As I said, I’m not going to bore you with infinitesimal details, although the food was absolutely tremendous, and if you’re in Godalming you should definitely give La Luna a try. But I will just say briefly what an absolutely megadude my Uncle Chris is. A 40th wedding anniversary is a Ruby thingamajig, and Uncle Chris had bought my beautiful Auntie Sandie a gold ring with three rubies in it. Here’s the bit which qualifies him for megadude status: as he knows the staff of the restaurant really well, he’d got them to pop the ring into my aunt’s chocolate mousse, where she was amazed to discover it. What?! Absolutely adorable, and such a romantic gesture.

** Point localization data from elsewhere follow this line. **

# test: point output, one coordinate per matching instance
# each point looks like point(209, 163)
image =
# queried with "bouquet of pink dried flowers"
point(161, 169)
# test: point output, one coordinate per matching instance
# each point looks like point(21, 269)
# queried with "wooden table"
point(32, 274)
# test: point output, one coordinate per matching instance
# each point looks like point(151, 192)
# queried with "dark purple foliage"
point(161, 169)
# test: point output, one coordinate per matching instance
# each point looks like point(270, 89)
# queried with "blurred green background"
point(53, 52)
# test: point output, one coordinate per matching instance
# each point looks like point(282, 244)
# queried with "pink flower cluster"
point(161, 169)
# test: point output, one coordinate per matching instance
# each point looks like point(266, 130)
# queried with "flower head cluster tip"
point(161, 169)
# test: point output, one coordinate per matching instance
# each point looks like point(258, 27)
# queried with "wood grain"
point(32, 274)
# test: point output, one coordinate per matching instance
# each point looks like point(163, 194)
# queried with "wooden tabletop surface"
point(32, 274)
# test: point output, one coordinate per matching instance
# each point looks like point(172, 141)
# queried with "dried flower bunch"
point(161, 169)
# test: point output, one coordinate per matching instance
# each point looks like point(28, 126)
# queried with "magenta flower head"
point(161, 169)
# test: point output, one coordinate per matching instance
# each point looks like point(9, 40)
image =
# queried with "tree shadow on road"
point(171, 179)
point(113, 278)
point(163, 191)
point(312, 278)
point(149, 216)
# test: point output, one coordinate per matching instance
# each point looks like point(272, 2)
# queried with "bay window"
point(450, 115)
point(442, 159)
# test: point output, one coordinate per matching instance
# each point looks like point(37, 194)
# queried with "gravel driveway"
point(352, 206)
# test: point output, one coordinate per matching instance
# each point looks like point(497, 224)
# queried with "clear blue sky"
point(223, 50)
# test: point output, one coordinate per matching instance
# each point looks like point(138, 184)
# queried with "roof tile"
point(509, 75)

He then made an amazing speech about how much he loved her, and how lucky he was – my Auntie Sandie is a completely phenomenal woman, so I don’t blame him – and then she in turn made a speech. I tried videoing them, but I was crying AND laughing so I’ve achieved a Blair Witch style shaky cam effect. When we were back at their house afterwards, Uncle Chris spoke some wise words to me about love and life, and also told me that he’d managed to secretly book the honeymoon suite they stayed in after their wedding, for this weekend.

They’re both such sweet, kind, thoughtful people, and it made me feel so proud and happy to be at the celebration. The loveliest thing of all is that, when talking to them, they each thought they were so lucky to be with the other! I just wanted to share the experience with you all because I found it really moving and inspiring to see how in love two people were after 40 years, despite life’s ups and downs. I feel like being a part of my amazing family has taught me some great values, as well as making me believe in love! I hear so many cynical people talking these days that I love things like this. It probably explains why I’m a bit of a romantic idealist, and that isn’t something I intend to change. I’m a lucky girl. If you’re still reading, why not give your family a call? See your parents? Hang out with your cousins? Family is the most important thing, and let’s not forget that.